Portrait of program mentor Sienna Kowalski

Sienna Kowalski

Workshop Facilitator

Former small business accountant who realized she preferred teaching to tax returns. Runs the hands-on sessions where things get messy and real.

Portrait of program mentor Raymond Holt

Raymond Holt

Technical Advisor

Built tracking systems for five different industries before joining us. He handles the spreadsheet questions and tool recommendations that come up constantly.

Learning With Others

You're placed in a group of five right from the start. These become the people you check in with weekly, share frustrations with, and eventually celebrate progress with. It matters more than you'd think.

5:1

Weekly Check-ins

Your group meets Thursday evenings online for 90 minutes. You discuss what worked, what didn't, and what you're trying next week. Some groups grab coffee afterwards.

Shared Projects

Around week eight, each group tackles a budgeting scenario together. Past projects included planning a wedding on a fixed budget and managing cash flow for a cafe.

Peer Review

You'll look at each other's budget plans and tracking systems. Fresh eyes catch things you miss, and explaining your choices helps clarify your thinking.

After Program Network

Most groups stay in touch after the program ends.

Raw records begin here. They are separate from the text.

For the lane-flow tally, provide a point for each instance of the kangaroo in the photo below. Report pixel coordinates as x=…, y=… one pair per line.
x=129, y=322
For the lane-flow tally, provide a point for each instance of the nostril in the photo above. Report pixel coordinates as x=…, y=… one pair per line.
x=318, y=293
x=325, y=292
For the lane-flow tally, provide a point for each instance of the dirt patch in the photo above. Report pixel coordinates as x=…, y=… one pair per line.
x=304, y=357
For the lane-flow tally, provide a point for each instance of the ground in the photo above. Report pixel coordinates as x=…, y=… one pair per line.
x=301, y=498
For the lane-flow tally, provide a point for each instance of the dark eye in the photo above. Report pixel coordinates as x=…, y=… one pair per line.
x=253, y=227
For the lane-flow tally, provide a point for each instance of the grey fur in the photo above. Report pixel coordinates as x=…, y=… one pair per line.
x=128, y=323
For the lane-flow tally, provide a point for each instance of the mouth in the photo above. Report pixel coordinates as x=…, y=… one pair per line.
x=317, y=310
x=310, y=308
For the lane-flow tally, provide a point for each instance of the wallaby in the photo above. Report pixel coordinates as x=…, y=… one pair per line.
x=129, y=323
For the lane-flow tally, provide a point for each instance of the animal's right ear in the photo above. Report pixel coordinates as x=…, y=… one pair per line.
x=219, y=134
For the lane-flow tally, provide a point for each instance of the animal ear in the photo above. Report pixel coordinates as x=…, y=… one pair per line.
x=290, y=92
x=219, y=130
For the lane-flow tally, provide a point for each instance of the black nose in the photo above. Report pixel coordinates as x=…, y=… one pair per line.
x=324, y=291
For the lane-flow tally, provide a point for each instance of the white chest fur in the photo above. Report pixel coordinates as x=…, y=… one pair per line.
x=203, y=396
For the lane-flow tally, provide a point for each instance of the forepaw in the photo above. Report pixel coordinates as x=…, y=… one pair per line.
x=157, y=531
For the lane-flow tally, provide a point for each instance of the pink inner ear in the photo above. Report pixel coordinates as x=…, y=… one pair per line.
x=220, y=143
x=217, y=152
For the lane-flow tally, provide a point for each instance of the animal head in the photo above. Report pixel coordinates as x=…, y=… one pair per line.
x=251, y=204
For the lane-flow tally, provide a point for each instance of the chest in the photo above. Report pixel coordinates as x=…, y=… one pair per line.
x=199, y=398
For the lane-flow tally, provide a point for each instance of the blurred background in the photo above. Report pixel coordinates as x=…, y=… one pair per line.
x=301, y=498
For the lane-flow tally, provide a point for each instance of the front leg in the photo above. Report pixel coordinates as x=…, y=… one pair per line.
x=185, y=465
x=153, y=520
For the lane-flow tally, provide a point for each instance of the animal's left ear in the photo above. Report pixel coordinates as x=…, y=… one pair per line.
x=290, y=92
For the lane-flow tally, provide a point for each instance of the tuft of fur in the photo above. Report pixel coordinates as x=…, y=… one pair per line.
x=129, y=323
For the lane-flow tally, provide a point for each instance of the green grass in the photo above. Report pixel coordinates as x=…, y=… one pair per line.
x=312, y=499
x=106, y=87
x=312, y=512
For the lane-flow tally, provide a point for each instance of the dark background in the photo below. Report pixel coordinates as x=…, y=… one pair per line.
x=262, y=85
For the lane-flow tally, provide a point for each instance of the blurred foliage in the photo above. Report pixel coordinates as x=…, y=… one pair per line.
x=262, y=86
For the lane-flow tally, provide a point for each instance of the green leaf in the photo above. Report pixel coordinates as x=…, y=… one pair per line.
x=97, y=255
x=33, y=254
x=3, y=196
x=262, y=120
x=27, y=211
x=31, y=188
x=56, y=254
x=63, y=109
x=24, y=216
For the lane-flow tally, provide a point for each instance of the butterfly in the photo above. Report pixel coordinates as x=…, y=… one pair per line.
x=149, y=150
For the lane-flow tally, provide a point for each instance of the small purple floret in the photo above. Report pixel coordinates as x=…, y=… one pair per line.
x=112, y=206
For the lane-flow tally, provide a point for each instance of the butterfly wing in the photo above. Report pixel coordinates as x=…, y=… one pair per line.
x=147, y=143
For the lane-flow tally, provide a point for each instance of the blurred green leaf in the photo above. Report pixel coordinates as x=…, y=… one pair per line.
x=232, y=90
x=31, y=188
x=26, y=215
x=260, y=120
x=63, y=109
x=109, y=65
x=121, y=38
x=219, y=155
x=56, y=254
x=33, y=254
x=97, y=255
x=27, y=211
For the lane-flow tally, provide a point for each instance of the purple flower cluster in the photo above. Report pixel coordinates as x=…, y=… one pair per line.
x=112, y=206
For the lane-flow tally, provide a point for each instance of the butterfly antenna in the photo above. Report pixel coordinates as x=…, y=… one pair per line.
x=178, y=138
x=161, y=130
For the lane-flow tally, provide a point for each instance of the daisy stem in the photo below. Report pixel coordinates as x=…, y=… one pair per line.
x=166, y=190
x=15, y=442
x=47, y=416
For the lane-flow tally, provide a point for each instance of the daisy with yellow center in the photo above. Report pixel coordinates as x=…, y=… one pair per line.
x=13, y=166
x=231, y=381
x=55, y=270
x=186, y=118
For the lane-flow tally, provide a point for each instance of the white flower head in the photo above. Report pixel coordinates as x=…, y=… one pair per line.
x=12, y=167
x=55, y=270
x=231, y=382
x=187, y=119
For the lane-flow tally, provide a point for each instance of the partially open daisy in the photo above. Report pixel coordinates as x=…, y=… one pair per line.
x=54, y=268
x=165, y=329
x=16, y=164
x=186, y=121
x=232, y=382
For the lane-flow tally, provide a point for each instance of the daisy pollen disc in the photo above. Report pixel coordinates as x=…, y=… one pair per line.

They share tips when something new comes up and occasionally meet for updates. It's voluntary but common.

How People Progress

This is based on tracking previous cohorts. Not everyone follows the same path, but these stages are pretty typical for most participants.

1

Getting Started

Months 1-2

You're setting up systems and getting comfortable with tracking. It feels a bit tedious at first. Most people need about six weeks before it becomes automatic.

2

Recognition Phase

Months 3-4

Patterns start showing up in your data. You notice where money goes and why. This is when people usually have their first real insight about their habits.

3

Making Adjustments

Months 4-5

You're actively changing things based on what you learned. Some adjustments work great, others need tweaking. Your group helps troubleshoot the tricky bits.

4

Independent Practice

Month 6 and Beyond

By now you have a system that fits your life. You know what to track, when to review, and how to adjust. The skills stick because you built them gradually.